To this end, defendant has produced an affidavit, as noted above, which provides details of the marriage between plaintiff and Klements and the fact that they were defendant’s only regular employees. Plaintiff does not dispute that the Court may consider this affidavit, nor does he dispute the accuracy of the facts alleged therein. The sole case which plaintiff cites in support of his argument that the Court should not now adjudicate this question is distinguishable on its face. See Duby v. Shirley May’s Place, LLC, Case No. 16-11443, 2017 WL 1021062, at *3-4 (E.D. Mich. Mar. 16, 2017). There, the court treated the motion to dismiss strictly under Rule 12(b)(6) and declined to consider an affidavit

concerning the parties’ familial relationship. Id. (“As stated above, the Court declines to rely upon any matter outside the pleadings or resolve any questions of fact at this time, and limits the scope of analysis here to Rule 12(b)(6).”).

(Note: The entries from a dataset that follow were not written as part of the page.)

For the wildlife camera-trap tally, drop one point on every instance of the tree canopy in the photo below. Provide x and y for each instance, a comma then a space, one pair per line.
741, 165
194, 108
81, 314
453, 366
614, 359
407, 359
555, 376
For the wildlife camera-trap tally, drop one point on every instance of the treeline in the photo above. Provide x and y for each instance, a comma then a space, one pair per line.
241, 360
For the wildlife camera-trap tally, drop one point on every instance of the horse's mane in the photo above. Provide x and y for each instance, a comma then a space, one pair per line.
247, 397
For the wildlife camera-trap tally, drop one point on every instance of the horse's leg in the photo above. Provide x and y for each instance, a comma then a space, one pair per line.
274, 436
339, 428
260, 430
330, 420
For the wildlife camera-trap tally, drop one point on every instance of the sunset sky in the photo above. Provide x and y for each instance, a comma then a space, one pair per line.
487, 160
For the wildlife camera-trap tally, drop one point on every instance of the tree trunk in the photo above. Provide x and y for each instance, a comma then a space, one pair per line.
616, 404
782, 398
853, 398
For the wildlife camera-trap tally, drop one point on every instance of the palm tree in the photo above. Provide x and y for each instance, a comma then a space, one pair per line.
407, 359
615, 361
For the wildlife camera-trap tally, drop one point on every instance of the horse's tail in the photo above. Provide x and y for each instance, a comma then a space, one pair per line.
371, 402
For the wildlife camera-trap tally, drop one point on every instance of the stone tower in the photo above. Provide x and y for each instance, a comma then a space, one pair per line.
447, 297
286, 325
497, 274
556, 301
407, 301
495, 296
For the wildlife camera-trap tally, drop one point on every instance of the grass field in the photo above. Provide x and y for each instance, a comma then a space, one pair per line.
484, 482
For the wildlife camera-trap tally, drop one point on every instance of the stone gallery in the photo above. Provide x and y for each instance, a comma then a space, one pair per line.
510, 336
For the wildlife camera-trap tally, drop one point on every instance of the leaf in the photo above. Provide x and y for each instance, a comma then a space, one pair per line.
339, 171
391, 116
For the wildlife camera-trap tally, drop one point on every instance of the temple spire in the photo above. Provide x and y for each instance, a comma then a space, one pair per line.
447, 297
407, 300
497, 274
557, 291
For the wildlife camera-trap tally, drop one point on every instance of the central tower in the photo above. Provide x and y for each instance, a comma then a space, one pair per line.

Similarly, cases in which courts decline to determine the applicability of FLSA exemptions at the pleading stage often turn on disputed facts that require discovery. See, e.g., Casares v. Henry Limousine Ltd., No. 09 Civ. 458(NRB), 2009 WL 3398209, at **1-2 (S.D.N.Y. Oct. 21, 2009) (noting that “it is clear that the disputed facts involve matters material to the exemptions asserted by defendants . . ., such that the determination of whether defendants have established that these exemptions apply should

await further discovery and briefing on summary judgment”). Here, the Court is faced with a proper Rule 12(b)(1) motion, and the evidence introduced by defendant regarding the applicability of the exemption in question is not disputed. Therefore, the Court will proceed to that analysis. B. The “Mom and Pop” Exception to FLSA Coverage The FLSA’s requirements for minimum wage and overtime pay apply, as relevant here, to individuals employed by “an enterprise engaged in commerce or in the production of goods for commerce.” 29 U.S.C. §§ 206(a), 207(a). However, the statute exempts from the definition of such enterprise “[a]ny establishment that has as its only regular

employees the owner thereof or the parent, spouse, child or other member of the immediate family of such owner.” 29 U.S.C. § 203(s)(2). There is no doubt that this exemption applies to the period when plaintiff and Jamie Klements were married, and plaintiff concedes as much. (Doc. 7 at 3). The question then becomes whether the period from May 2017 to October 2017 when the parties were not married falls under the “mom and pop” exception. An interpretive regulation states: The term “other member of the immediate family of such owner” is considered to include relationships such as brother, sister, grandchildren, grandparents, and in-laws but not distant relatives from separate households. The 1966 amendments extended the exception to include family operated establishments which only employ persons other than members of the immediate family infrequently, irregularly, and sporadically.

29 C.F.R. § 779.234.

While this interpretation is not binding on the Court, it may be given weight. See Red Lion Broad. Co. v.